Under BPCI, the inpatient stay in an acute-care hospital triggers the bundled payment episode, which includes post-acute care and all related services up to 90 days after hospital discharge. BPCI Episode Initiators include acute-care hospitals, skilled-nursing facilities, physician group practices, home health agencies, inpatient rehabilitation facilities, and long-term care hospitals that trigger an episode of care. But these bundled payment triggers could also be initiated from a diagnosis of a disease that requires a period of treatment, such as with many forms of cancer.

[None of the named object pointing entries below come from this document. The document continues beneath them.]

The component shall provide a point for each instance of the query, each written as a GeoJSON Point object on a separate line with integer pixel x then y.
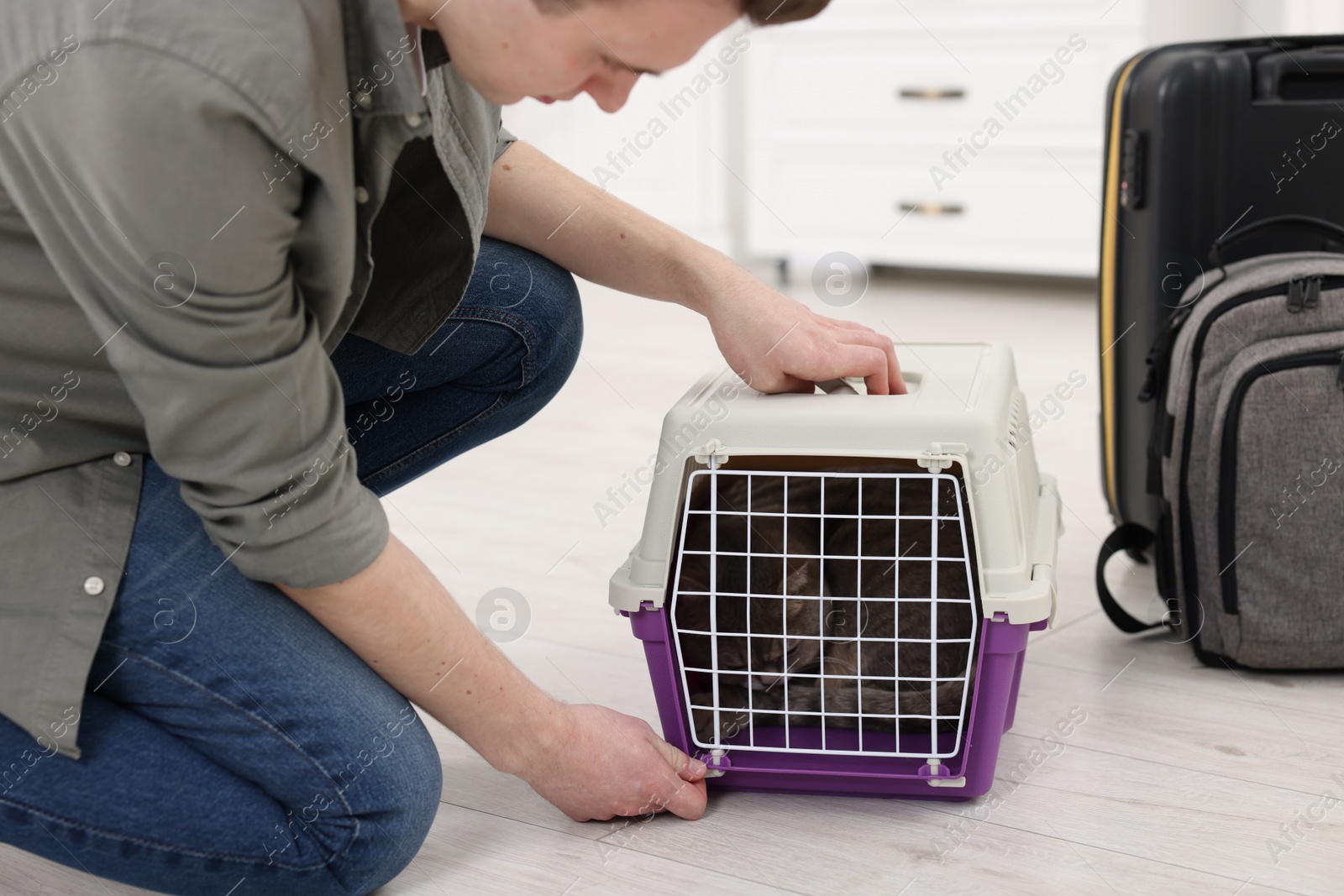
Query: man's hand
{"type": "Point", "coordinates": [774, 343]}
{"type": "Point", "coordinates": [780, 345]}
{"type": "Point", "coordinates": [589, 761]}
{"type": "Point", "coordinates": [606, 763]}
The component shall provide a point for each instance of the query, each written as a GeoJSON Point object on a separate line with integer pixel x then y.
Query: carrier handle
{"type": "Point", "coordinates": [1128, 537]}
{"type": "Point", "coordinates": [1288, 76]}
{"type": "Point", "coordinates": [837, 387]}
{"type": "Point", "coordinates": [1320, 224]}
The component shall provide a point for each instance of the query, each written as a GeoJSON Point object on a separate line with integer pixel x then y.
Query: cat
{"type": "Point", "coordinates": [850, 607]}
{"type": "Point", "coordinates": [768, 577]}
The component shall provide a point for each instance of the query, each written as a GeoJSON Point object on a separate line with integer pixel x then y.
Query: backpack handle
{"type": "Point", "coordinates": [1320, 224]}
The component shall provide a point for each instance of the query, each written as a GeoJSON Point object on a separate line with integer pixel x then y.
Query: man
{"type": "Point", "coordinates": [249, 280]}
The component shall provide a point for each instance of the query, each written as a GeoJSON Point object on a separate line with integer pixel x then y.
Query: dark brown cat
{"type": "Point", "coordinates": [860, 618]}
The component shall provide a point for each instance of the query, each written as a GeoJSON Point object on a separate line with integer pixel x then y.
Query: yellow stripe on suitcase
{"type": "Point", "coordinates": [1110, 223]}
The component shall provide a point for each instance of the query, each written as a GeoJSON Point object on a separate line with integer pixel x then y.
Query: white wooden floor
{"type": "Point", "coordinates": [1178, 781]}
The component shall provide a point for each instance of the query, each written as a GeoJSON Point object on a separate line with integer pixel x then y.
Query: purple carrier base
{"type": "Point", "coordinates": [998, 674]}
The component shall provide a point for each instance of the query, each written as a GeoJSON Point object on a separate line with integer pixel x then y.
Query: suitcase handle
{"type": "Point", "coordinates": [1320, 224]}
{"type": "Point", "coordinates": [1288, 76]}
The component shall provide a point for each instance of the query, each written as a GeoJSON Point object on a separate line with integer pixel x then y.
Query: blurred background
{"type": "Point", "coordinates": [820, 136]}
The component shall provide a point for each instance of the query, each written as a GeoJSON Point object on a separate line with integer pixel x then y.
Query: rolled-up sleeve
{"type": "Point", "coordinates": [158, 194]}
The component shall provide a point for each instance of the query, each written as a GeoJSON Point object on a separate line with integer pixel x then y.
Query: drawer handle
{"type": "Point", "coordinates": [932, 93]}
{"type": "Point", "coordinates": [932, 208]}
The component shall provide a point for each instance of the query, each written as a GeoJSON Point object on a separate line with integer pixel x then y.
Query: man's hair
{"type": "Point", "coordinates": [768, 13]}
{"type": "Point", "coordinates": [761, 13]}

Bundled Payments in Oncology

In a recently published article, Susan Dentzer, president and CEO of The Network for Excellence in Health Innovation (NEHI), outlined opportunities and challenges in value-based contracting for high-cost cancer treatments that require specific terms of engagement.6 This is particularly relevant now as many of the emerging cancer drugs provide targeted therapies tailored to the specific genetics and molecular pathways of different types of cancer. Drugs already on the market, such as the chimeric antigen receptor (CAR) T-cell therapy tisagenlecleucel (Kymriah; Novartis)7 and the programmed cell death-1 inhibitor pembrolizumab (Keytruda; Merck),8 have demonstrated very successful outcomes for some patients and cancer types. For example, they can produce added months of survival without any progression of disease or total remission for some patients with previously untreatable or relapsed cancers. 

To encapsulate the difficulty of some of these challenges, consider the example of Kymriah, which is approved by the FDA for use in patients up to 25 years old who have acute lymphoblastic leukemia that is either relapsing or refractory (ie, the cancer did not go into remission with other leukemia treatments). The FDA approved the treatment in August 2017, after a phase 2 trial in which 63 patients showed an 83% remission rate within 3 months of infusion.9  To produce the therapy, a patient’s T cells are extracted through a special process in qualified hospitals, frozen, shipped to a special manufacturing facility where they are genetically reprogrammed, shipped back to the hospital, and reinfused into the patient after the patient undergoes low-dose chemotherapy to prevent the re-engineered cells from being rejected.